Dunedin - April 7 - 9
New Zealand is officially colder than I'd expected...by the time we reached Dunedin, I was wearing a t-shirt, sweater and jacket with jeans and shoes...warmest I've dressed since leaving home!! Our Dunedin hostel was an old ornate building that used to serve as a hospital. It had a TV Room in the former morgue (great place to watch a scary movie....if you're feeling brave!!) and heaters in each of the dorm rooms to take the chill off the drafts that wafted through the corridors like ghosts. Oh, and this hostel had the best showers....water pressure beyond a mere dribble!!!! Didn't really do much sightseeing here, aside from visiting the Cadbury Chocolate Factory (instantly adding 10 pounds!) and climbing up the World's Steepest Street, Baldwin Street (lost my breath and, hopefully that extra 10 pounds!)

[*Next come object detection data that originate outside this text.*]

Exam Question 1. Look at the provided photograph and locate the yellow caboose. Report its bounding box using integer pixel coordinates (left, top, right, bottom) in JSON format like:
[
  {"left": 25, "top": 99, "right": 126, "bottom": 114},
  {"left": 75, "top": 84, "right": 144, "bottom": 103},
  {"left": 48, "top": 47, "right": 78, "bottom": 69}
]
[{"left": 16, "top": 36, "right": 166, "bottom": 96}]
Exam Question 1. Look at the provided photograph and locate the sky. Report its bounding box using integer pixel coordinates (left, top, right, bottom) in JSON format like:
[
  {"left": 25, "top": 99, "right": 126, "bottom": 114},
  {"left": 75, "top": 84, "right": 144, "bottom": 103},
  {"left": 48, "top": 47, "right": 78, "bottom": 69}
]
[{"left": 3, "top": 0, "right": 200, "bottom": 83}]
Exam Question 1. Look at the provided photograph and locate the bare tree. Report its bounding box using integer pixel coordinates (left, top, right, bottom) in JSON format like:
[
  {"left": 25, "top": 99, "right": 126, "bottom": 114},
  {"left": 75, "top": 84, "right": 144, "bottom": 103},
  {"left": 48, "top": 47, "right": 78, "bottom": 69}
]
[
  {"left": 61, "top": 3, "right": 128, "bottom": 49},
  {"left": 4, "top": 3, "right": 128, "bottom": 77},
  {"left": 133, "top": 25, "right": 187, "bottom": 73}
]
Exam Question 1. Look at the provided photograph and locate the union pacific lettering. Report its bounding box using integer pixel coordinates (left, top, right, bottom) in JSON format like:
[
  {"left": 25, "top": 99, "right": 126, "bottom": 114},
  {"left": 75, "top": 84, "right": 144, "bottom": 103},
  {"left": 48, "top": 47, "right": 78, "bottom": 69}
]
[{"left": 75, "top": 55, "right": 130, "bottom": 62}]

Lake Tekapo - April 9 - 10
Although I was well rested after my lazy stay in Dunedin, I soon realized after arriving in Lake Tekapo that it was a far better location for relaxation. With not much to do here but sit and admire the mountains looming beyond the serene lake, soak in a hot spring pool and look at the star-filled sky, I was forced into further relaxtion here. Hopefully I'll be able to get myself out of relaxation mode or else I'll slip into that hippie mindset I was so keen on in Byron Bay!!! Beautiful place here that begs for a slower pace and a settled mind. I was more than happy to oblige!!!
Christchurch - April 10 - 12
Wow...deep breath Ang!
Reaching this city signifies a few sad endings for me and my travels. First I had to say good-bye to the wonderful friends I made through the Magic Bus, including my especially good friend Caitriona, who is carrying on through NZ and after a relaxing week in Thailand is heading back home to Ireland.
And, this city is my last new destination in my solo travels. From this point forward, every city I land in is one I've visited before, until I meet up with my family in Mexico. I spent my three days here wandering aimlessly, trying to wrap my head around the fact that this big, long trip I'd been dreaming about for so long was not only a reality but would soon become a memory, fading with each passing day. I started frantically trying to remember what the name of the hostel in Singapore was, how to say "How Much?" in Thai, how much home-brewed spirits I drank my first night in Australia (that memory has faded for reasons other than time!)...honestly though, it's scary how much those minor details mean to you as you travel, yet how quickly they illude recollection...It was because of this thought process that Christchurch was seen through blurry vision and a preoccupied mind...I think it was nice though!!!